Suan-hoa-fou est une ville d’origine assez ancienne, qui a été pendant quelque temps, sous la dynastie mongole, la capitale du nord de la Chine.

Elle est maintenant bien déchue de son importance et compte à peine 80 000 habitants.

Située au milieu d’une plaine fertile, arrosée par de belles eaux, et bornée à l’horizon par des collines pittoresques et boisées, cette ville est en outre régulièrement bâtie, largement percée et remarquablement propre pour une cité chinoise.

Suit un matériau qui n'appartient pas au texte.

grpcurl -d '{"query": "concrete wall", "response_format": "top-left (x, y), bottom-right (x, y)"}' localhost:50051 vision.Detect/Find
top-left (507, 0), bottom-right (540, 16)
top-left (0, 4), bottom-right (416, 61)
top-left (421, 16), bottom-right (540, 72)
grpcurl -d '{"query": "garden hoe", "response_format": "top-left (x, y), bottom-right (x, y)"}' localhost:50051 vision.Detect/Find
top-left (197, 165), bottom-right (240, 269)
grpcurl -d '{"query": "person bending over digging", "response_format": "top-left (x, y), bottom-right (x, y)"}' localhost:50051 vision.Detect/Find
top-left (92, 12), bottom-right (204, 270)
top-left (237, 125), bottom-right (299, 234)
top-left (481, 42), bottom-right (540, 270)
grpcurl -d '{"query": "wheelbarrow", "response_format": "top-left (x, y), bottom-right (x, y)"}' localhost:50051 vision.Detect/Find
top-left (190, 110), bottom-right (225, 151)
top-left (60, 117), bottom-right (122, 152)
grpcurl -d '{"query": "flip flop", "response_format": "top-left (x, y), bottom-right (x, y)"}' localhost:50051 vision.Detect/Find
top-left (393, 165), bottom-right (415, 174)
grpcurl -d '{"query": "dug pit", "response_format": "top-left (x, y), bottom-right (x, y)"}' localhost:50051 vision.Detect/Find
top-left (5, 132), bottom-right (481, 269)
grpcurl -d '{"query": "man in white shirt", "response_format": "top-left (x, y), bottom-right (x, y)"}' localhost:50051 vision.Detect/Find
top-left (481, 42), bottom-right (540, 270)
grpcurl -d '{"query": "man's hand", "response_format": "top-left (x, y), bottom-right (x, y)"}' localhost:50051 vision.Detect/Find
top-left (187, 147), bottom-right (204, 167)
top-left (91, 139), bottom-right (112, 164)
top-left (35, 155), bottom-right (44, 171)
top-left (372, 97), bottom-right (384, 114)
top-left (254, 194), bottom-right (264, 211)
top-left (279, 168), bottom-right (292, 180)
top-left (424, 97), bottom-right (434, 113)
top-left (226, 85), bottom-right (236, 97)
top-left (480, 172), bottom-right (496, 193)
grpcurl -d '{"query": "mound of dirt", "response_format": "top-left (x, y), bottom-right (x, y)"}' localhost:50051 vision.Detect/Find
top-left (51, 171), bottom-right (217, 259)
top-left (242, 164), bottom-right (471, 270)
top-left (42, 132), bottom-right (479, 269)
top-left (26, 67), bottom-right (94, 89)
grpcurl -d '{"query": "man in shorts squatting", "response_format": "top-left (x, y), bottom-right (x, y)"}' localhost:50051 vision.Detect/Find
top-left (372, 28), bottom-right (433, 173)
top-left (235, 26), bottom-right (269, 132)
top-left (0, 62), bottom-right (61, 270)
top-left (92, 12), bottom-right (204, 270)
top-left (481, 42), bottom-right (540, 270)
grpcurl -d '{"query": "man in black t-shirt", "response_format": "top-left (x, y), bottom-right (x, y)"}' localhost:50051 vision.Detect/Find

Toutefois le commerce ne paraît pas y être florissant, et malgré la foule qui s’était portée à la rencontre des voyageurs, les rues présentent un aspect désert et sont ordinairement silencieuses ; on peut comparer Suan-hoa sous ce rapport aux anciennes villes de parlements, en France, qui ont perdu par la centralisation leur importance politique et qui ne l’ont pas remplacée parle mouvement industriel et commercial.

Deux choses sont remarquables à Suan-hoa-fou : les musulmans chinois et les Mongols.

Les musulmans appelés hoeï-hoeï sont très-nombreux dans le nord-ouest de la Chine ; ils sont même en majorité dans certaines localités des provinces du Kan-sou et du Chen-si.

Originaires du Korrïgour, dans le Turkestan oriental, ils ont formé au neuvième siècle la garde mercenaire des empereurs chinois.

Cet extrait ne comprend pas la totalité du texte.